Lab 25 Solution: Building an Observability System with Plugins

Goal

This file contains the complete code for the agent.py script in the Observability System with Plugins lab.

`observability-agent/agent.py`

import asyncio
import time
from datetime import datetime
from typing import Dict, List, Optional, Any
from dataclasses import dataclass, field

from google.adk.agents import Agent, InMemoryRunner
from google.adk.plugins import BasePlugin
from google.adk.events import Event
from google.genai import types

# --- Data Classes for Metrics ---

@dataclass
class RequestMetrics:
    """Metrics for a single agent request."""
    request_id: str
    start_time: float
    end_time: Optional[float] = None
    latency: Optional[float] = None
    success: bool = True
    error: Optional[str] = None

@dataclass
class AggregateMetrics:
    """Aggregate metrics across all requests."""
    total_requests: int = 0
    successful_requests: int = 0
    failed_requests: int = 0
    total_latency: float = 0.0
    requests: List[RequestMetrics] = field(default_factory=list)

    @property
    def success_rate(self) -> float:
        if self.total_requests == 0: return 0.0
        return self.successful_requests / self.total_requests

    @property
    def avg_latency(self) -> float:
        if self.total_requests == 0: return 0.0
        return self.total_latency / self.total_requests

# --- Custom Observability Plugins ---

class MetricsCollectorPlugin(BasePlugin):
    """A plugin to collect request/response metrics."""
    def __init__(self, name: str = 'metrics_collector_plugin'):
        super().__init__(name)
        self.metrics = AggregateMetrics()
        self.current_requests: Dict[str, RequestMetrics] = {}

    async def on_event_callback(self, *, event: Event, **kwargs):
        if hasattr(event, 'event_type'):
            if event.event_type == 'request_start':
                request_id = event.invocation_id
                metrics = RequestMetrics(request_id=request_id, start_time=time.time())
                self.current_requests[request_id] = metrics
                print(f"✔️ [METRICS] Request {request_id} started.")

            elif event.event_type == 'request_complete':
                request_id = event.invocation_id
                if request_id in self.current_requests:
                    metrics = self.current_requests.pop(request_id)
                    metrics.end_time = time.time()
                    metrics.latency = metrics.end_time - metrics.start_time
                    
                    self.metrics.total_requests += 1
                    self.metrics.successful_requests += 1
                    self.metrics.total_latency += metrics.latency
                    self.metrics.requests.append(metrics)
                    print(f"✔️ [METRICS] Request {request_id} completed in {metrics.latency:.2f}s.")

class AlertingPlugin(BasePlugin):
    """A plugin for alerting on anomalies like consecutive errors."""
    def __init__(self, name: str = 'alerting_plugin', error_threshold: int = 3):
        super().__init__(name)
        self.error_threshold = error_threshold
        self.consecutive_errors = 0

    async def on_event_callback(self, *, event: Event, **kwargs):
        if hasattr(event, 'event_type'):
            if event.event_type == 'request_complete':
                self.consecutive_errors = 0 # Reset on success
            elif event.event_type == 'request_error':
                self.consecutive_errors += 1
                print(f"🚨 [ALERT] Error detected.
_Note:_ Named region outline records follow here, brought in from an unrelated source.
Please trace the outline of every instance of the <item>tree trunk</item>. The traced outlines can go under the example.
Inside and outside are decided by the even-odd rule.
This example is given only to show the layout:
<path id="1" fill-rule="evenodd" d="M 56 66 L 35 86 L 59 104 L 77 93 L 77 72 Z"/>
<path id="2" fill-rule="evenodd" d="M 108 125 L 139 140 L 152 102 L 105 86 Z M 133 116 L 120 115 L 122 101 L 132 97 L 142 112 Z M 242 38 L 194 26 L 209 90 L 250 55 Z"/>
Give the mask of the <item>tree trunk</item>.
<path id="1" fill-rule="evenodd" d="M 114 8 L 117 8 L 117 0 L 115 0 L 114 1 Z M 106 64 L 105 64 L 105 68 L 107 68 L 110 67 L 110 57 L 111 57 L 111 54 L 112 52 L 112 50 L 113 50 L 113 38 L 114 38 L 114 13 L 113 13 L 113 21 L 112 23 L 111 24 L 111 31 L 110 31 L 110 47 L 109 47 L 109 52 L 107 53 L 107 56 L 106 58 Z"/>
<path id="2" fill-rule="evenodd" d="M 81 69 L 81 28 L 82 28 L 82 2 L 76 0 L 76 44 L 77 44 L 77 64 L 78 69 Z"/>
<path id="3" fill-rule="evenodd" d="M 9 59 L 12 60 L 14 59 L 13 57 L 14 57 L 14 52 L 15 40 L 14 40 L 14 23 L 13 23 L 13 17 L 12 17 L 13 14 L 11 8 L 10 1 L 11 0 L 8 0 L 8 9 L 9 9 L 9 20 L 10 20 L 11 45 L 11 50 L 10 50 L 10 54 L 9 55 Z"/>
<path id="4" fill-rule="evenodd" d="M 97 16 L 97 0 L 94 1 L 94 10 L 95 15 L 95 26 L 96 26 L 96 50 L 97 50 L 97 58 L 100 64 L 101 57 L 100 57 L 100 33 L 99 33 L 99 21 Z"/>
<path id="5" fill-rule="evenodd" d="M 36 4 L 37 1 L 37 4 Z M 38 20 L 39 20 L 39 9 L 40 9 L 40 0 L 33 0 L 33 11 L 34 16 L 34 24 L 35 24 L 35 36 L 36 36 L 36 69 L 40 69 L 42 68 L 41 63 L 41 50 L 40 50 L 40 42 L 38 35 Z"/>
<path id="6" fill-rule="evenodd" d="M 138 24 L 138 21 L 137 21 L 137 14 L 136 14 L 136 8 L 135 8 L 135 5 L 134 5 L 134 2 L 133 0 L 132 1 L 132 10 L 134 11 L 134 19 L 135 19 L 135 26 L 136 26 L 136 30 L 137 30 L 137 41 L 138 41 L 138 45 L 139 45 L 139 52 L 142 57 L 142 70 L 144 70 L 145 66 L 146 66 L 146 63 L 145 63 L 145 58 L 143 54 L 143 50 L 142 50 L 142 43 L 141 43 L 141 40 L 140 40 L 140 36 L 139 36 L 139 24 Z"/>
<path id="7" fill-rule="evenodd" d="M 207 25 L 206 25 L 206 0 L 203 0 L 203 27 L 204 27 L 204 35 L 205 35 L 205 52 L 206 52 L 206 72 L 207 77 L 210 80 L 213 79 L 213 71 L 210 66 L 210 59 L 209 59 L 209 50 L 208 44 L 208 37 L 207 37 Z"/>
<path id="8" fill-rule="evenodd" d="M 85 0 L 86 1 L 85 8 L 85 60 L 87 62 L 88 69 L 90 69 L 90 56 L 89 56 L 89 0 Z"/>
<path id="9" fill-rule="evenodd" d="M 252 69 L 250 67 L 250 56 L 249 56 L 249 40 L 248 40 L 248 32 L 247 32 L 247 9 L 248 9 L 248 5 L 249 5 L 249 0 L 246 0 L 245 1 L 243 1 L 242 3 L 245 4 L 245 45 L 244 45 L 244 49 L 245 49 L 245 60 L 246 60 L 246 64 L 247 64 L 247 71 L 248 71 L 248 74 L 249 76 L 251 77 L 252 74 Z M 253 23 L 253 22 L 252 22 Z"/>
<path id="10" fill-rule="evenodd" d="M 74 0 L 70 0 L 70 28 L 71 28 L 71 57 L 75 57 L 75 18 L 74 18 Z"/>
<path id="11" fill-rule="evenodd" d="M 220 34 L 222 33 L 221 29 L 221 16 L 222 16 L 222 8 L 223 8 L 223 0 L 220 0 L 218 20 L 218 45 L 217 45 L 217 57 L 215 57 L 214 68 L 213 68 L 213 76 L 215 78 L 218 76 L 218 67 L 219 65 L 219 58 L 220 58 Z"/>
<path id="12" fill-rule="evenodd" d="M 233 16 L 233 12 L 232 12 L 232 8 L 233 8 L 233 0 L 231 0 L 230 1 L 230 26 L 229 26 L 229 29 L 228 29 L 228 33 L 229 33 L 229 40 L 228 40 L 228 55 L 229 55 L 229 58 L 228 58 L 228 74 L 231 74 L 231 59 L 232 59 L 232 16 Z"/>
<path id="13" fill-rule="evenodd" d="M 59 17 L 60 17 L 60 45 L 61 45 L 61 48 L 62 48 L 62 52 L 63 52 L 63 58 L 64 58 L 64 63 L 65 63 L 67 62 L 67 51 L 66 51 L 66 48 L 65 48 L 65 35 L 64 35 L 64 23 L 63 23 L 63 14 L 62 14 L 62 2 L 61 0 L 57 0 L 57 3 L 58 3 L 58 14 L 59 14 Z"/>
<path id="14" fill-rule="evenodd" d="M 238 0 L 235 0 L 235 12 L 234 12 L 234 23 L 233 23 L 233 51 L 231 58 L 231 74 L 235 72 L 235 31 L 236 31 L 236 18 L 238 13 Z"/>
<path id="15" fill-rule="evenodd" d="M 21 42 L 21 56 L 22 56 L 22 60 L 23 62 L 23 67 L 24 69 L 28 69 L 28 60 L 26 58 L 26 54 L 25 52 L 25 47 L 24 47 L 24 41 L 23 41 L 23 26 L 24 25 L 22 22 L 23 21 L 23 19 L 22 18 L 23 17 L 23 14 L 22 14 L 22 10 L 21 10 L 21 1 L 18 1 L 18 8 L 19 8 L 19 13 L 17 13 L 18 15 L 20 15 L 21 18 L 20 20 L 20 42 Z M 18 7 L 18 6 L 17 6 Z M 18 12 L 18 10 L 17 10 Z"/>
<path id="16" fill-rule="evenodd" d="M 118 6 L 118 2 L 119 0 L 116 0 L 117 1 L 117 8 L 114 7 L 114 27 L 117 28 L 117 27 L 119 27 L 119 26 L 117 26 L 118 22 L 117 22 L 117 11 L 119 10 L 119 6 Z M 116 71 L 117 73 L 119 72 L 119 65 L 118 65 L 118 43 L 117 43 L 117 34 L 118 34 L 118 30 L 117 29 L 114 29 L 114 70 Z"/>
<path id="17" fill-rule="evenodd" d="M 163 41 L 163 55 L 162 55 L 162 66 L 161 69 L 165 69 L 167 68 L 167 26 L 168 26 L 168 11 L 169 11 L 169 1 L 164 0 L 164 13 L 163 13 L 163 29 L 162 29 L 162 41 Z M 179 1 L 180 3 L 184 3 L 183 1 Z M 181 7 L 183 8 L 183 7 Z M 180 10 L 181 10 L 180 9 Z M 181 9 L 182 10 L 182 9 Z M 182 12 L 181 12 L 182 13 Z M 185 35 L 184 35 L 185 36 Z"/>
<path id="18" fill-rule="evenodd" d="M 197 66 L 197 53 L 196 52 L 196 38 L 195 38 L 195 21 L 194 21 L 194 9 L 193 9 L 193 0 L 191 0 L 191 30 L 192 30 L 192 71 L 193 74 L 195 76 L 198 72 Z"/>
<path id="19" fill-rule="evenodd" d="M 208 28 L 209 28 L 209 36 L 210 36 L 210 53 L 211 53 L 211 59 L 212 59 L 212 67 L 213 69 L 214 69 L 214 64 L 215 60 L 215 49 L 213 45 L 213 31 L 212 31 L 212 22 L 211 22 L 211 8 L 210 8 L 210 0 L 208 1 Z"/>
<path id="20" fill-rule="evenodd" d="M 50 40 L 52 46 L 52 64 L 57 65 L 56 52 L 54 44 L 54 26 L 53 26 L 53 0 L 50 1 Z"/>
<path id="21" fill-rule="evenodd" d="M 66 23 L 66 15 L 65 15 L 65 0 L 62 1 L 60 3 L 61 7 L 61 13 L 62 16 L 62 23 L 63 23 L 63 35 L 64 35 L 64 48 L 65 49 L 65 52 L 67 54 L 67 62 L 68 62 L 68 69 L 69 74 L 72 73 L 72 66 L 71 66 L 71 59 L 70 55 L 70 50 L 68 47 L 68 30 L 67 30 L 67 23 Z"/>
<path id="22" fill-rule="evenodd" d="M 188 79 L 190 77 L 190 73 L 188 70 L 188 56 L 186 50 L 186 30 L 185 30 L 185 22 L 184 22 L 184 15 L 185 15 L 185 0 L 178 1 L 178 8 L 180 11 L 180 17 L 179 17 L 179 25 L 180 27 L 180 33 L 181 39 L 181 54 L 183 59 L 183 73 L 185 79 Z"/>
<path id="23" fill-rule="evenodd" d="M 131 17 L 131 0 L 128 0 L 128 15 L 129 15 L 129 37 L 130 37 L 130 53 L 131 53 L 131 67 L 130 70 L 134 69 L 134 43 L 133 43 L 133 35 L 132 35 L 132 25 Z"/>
Consecutive errors: {self.consecutive_errors}")
                if self.consecutive_errors >= self.error_threshold:
                    print(f"🔥 [CRITICAL ALERT] {self.consecutive_errors} consecutive errors detected!")

class PerformanceProfilerPlugin(BasePlugin):
    """A plugin for detailed performance profiling of tool calls."""
    def __init__(self, name: str = 'performance_profiler_plugin'):
        super().__init__(name)
        self.current_profile: Optional[Dict] = None

    async def on_event_callback(self, *, event: Event, **kwargs):
        if hasattr(event, 'event_type'):
            if event.event_type == 'tool_call_start':
                self.current_profile = {
                    'tool': getattr(event, 'tool_name', 'unknown'),
                    'start_time': time.time()
                }
                print(f"⏱️ [PROFILER] Tool call '{self.current_profile['tool']}' started.")
            
            elif event.event_type == 'tool_call_complete':
                if self.current_profile:
                    duration = time.time() - self.current_profile['start_time']
                    print(f"⏱️ [PROFILER] Tool call '{self.current_profile['tool']}' finished in {duration:.3f}s.")
                    self.current_profile = None

# --- Agent Definition ---

root_agent = Agent(
    model='gemini-2.5-flash',
    name='observability_agent',
    instruction="You are a helpful assistant. Your responses are being monitored for quality and performance.",
)

# --- Main Execution Block (for `adk web`) ---

# In a real application, you would likely run this in a separate script.
# For this lab, we include it to show how plugins are registered.
def main():
    """Demonstrates how to register plugins with the runner."""
    
    # Instantiate plugins
    metrics_plugin = MetricsCollectorPlugin()
    alerting_plugin = AlertingPlugin()
    profiler_plugin = PerformanceProfilerPlugin()

    # Register plugins with the runner
    runner = InMemoryRunner(
        agent=root_agent,
        plugins=[metrics_plugin, alerting_plugin, profiler_plugin]
    )
    
    # The `adk web` command will automatically discover this runner
    # and use it, enabling all the plugins. When `adk web` starts, it looks
    # for a `main()` function in your `agent.py` to allow for this kind of
    # custom runner configuration.
    print("Runner with observability plugins is configured.")
    print("Run `adk web` and interact with the agent to see plugin output in the console.")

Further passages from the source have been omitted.